M. Berke : Le Fonds II est affecté en grande partie. Il nous reste encore du capital pour réaliser une autre plateforme d’acquisition et soutenir nos investissements actuels dans des acquisitions supplémentaires. Nous lancerons dans le courant de cette année une collecte de fonds pour notre troisième Fonds.

Q. À votre avis, quelles sont les attentes des associés commanditaires envers leurs associés commandités suite à la crise de 2008–2009?

M. Berke : Selon notre expérience, depuis la crise financière, les commanditaires surveillent de plus en plus leurs associés commandités, et certains d’entre eux réduisent même certaines de leurs relations avec eux.

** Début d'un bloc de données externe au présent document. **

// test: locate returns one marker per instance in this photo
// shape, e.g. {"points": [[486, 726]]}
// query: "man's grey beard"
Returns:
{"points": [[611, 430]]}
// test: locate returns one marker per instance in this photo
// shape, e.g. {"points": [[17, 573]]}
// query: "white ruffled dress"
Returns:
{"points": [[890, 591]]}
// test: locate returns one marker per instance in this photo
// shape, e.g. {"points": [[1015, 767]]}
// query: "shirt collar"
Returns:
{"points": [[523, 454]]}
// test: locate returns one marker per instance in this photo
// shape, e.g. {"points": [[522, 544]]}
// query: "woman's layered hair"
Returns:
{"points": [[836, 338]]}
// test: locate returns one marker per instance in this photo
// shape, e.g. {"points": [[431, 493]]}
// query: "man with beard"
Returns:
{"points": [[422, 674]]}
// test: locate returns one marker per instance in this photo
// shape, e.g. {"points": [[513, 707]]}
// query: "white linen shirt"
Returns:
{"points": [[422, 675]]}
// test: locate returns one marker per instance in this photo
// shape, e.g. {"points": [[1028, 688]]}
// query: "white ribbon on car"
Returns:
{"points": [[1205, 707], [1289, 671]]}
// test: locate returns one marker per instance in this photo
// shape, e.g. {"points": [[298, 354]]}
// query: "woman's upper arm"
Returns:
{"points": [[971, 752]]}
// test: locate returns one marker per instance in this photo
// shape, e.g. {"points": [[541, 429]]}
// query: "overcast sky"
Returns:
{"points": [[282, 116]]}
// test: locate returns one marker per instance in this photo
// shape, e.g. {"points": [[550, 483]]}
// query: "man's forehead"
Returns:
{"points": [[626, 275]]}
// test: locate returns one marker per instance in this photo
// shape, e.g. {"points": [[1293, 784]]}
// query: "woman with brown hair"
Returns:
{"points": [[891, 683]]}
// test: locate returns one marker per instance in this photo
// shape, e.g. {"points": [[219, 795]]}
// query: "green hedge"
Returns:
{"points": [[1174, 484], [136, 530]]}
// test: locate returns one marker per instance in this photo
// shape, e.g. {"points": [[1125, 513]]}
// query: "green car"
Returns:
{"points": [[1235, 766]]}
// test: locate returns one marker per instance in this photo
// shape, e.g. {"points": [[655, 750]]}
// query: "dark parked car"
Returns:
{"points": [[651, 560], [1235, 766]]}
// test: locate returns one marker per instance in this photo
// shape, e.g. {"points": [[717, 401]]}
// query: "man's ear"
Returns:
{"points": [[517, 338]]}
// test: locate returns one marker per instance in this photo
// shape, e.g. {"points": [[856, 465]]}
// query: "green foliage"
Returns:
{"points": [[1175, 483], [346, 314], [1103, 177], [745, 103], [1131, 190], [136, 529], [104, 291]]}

La réussite des associés commandités reposera sur le fait qu’ils doivent non seulement avoir un solide historique, mais aussi montrer qu’ils peuvent apporter une valeur opérationnelle ajoutée à leurs portefeuilles.

Avoir une équipe expérimentée est également crucial, tout comme le niveau de confiance générale qu’un commanditaire a envers la façon dont un associé commandité exerce ses activités et gère la relation. Enfin, les associés commandités qui montrent systématiquement qu’ils peuvent investir avec succès dans des secteurs de niche attrayants tels que les petites et moyennes entreprises canadiennes auront un avantage.

Q. En quoi TorQuest se distingue-t-elle dans le monde des sociétés canadiennes de gestion de fonds d’investissement privé?

M. Berke : Le monde des sociétés canadiennes de gestion de fonds d’investissement privé est relativement petit comparativement à celui aux États-Unis. Chez TorQuest, nous possédons certains atouts majeurs par rapport aux autres acteurs canadiens du marché. Nous nous concentrons plus sur le marché canadien, et notre équipe a d’étroites relations de longue date dans ce marché. Cela est particulièrement utile pour réaliser des transactions, obtenir les financements et trouver les dirigeants.

Nous avons tendance à être plus axés que d’autres sur la génération de rendements par le biais de changements stratégiques et opérationnels plutôt que par le biais de ratios de levier et de tendances du marché. Nous préférons les situations où il y a beaucoup à faire pour permettre à une entreprise de réaliser son plein potentiel de croissance. Pour finir, nous avons mis en place au fil des années une équipe très solide et très expérimentée.

Q. Sur le plan personnel, quel livre lisez-vous en ce moment?

M. Berke : Je suis en train de lire The Wave, par Susan Casey. C’est une excellente lecture d’été sur la science, la nature, et la quête incessante de compréhension et de conquête des êtres humains. L’histoire porte notamment sur des exploits de surf. J’ai toujours voulu surfer, mais je n’y suis pas encore vraiment arrivé!